Hilary M. Babcock, MD,
MPH, associate professor of medicine in the division of infectious diseases at Washington University School of Medicine, and colleagues surveyed 170 full- and part-time health care personnel (HCP) at a long-term care (LTC) facility with a mandatory influenza vaccination policy.
Just 73 people responded to the survey. Among those, 42 reported closer contact with patients — including many nurses — and 21 said they had less patient contact working in jobs such as food service worker and administrator.
“As expected,” Babcock and colleagues wrote in Infection Control & Hospital Epidemiology, “respondents who had closer contact with patients had better knowledge of infection prevention practices, as well as better understanding of facility transmission-based precautions procedures. However, because all HCP at this facility are likely to have at least occasional patient contact and contact with other HCP, it is important that all staff receive training on infection prevention policies and practices.”
Among 61 HCP who completed a section of the survey about infection prevention precautions, just 47.5% knew that the appropriate precautions for a patient with influenza are standard and droplet precautions, Babcock and colleagues reported. “Correctly answering infection prevention knowledge questions did not vary by years of experience but did vary” — 59% vs. 35.3% — “for HCP with more direct patient contact vs. less patient contact,” they wrote.

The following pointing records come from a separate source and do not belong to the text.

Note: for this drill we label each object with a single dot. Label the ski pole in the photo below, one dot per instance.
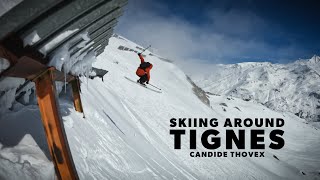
(154, 86)
(145, 49)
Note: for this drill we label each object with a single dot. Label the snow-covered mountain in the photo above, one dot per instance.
(293, 87)
(125, 134)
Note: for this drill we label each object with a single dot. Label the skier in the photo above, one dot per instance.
(143, 71)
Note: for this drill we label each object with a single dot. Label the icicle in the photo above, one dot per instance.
(65, 82)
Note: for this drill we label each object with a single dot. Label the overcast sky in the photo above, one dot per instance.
(225, 31)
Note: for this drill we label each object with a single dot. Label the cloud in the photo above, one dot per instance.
(224, 37)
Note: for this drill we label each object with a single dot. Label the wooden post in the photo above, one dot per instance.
(53, 125)
(76, 95)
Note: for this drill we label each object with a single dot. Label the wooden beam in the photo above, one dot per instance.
(76, 95)
(53, 125)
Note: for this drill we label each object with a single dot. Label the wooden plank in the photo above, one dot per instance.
(4, 53)
(54, 128)
(60, 76)
(25, 68)
(75, 84)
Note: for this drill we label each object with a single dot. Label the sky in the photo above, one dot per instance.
(225, 31)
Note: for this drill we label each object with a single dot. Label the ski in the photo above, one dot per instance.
(145, 86)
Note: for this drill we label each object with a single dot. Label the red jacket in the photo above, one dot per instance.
(140, 72)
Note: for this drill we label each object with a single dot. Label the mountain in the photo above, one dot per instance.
(293, 87)
(125, 134)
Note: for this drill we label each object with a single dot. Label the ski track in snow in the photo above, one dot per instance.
(145, 148)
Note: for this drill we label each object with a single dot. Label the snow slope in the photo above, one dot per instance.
(293, 87)
(125, 134)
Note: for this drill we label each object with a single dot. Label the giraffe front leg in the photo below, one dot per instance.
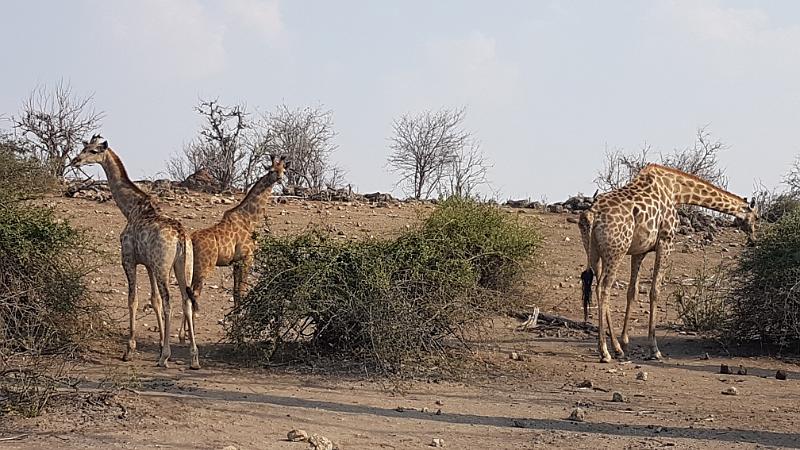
(161, 279)
(155, 302)
(662, 253)
(130, 273)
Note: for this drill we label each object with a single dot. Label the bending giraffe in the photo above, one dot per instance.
(635, 220)
(230, 241)
(150, 239)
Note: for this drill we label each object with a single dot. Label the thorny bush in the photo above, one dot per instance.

In other results the researchers described as concerning, 41.5% of respondents reported working while sick, and just 46.5% said work policies made it easy for them to stay home when they are ill. Almost a quarter — 24% — said they did not receive enough training to recognize respiratory infections in patients, and just 29% said the facility has a good system for identifying patients on transmission-based precautions, Babcock and colleagues reported.
Many respondents did not agree that respiratory infections are a serious problem in LTC facilities (20%) or that performing hand hygiene protects patients from them (23%), although almost all respondents reported cleaning their hands upon entering and exiting a patient’s room.
According to Babcock and colleagues, answers to questions about the influenza vaccine indicated that many HCP were skeptical about its benefits. Around 22% expressed concerns about the safety of the vaccine and more than 27% did not agree that it was effective. Moreover, more than 28% said they would not get the vaccine if it was not mandatory.
Although the response rate to the survey was low and data were self-reported by anonymous participants, Babcock and colleagues said their findings “identified several gaps in infection prevention knowledge and training, barriers to infection prevention practices, and misperceptions concerning the safety and effectiveness of the influenza vaccine and the risk posed by influenza for both patients and HCP.”
“The issues identified by this survey may serve as targets for future staff education and vaccine promotion efforts,” they concluded. “Addressing barriers to vaccination among HCP may help to improve vaccination rates in settings where mandatory vaccination is not in effect and can also help to improve staff buy-in at facilities with mandatory vaccination policies. Larger HCP surveys of staff from LTC facilities across the United States would help to define future interventions.” – by Gerard Gallagher
Disclosures: The authors report no relevant financial disclosures.